Coluna de Rogel Samuel 
Rogel Samuel é Doutor em Letras e Professor aposentado da Pós-Graduação da UFRJ. poeta, romancista, cronista, webjornalista.
Site pessoal: http://literaturarogelsamuel.blogspot.com/

Nº 165 - 1ª quinzena de novembro 2009
(atualização quinzenal, dias 10 e 25)

Chapeuzinho vermelho.

Geisy Arruda foi hostilizada e orientada por seu advogado a adiar sua volta às aulas.

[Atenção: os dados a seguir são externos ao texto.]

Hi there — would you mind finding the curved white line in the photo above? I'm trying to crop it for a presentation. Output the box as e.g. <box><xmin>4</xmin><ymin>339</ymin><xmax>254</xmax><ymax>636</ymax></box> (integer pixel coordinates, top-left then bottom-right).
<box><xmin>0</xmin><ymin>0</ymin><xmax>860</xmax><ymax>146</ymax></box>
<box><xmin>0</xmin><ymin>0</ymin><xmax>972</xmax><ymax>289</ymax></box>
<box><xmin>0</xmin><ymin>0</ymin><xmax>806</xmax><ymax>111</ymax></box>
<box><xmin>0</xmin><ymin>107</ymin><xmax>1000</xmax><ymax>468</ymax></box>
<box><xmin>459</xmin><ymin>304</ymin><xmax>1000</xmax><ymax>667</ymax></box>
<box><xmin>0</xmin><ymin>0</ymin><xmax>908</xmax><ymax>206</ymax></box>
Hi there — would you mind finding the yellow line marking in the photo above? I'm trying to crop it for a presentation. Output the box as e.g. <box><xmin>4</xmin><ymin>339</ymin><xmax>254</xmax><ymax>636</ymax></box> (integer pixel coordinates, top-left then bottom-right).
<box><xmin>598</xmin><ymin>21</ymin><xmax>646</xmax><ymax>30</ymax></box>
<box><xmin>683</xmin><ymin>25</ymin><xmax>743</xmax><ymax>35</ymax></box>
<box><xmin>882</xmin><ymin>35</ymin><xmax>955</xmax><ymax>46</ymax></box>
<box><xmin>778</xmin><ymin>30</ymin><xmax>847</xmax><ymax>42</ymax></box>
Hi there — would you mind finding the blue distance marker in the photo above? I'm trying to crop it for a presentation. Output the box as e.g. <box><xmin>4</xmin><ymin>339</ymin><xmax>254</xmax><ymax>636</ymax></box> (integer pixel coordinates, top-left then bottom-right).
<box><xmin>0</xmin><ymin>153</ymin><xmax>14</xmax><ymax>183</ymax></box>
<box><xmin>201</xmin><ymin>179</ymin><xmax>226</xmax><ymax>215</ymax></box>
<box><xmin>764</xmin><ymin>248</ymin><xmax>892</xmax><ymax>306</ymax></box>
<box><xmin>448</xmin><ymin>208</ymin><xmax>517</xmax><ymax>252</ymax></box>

A bela jovem estudante de turismo foi moralmente agredida por ir à aula com um vermelho vestido curto.

Desde o dia 22 de outubro até hoje, 3 de novembro, Geisy Arruda não voltou à Uniban, em São Bernardo do Campo, no ABC paulista, onde estuda.

Até o momento, Geisy não registrou boletim de ocorrência sobre o caso. 

Um vídeo com os insultos à jovem foi parar no site Youtube. Centenas de estudantes, inclusive mulheres, atacaram a jovem estudante com palavrões e ameaças de agressão e estupro pelo simples fato de ela usar um mini-vestido.

O mais grave é que ela afirma que foi recriminada também por funcionários da universidade.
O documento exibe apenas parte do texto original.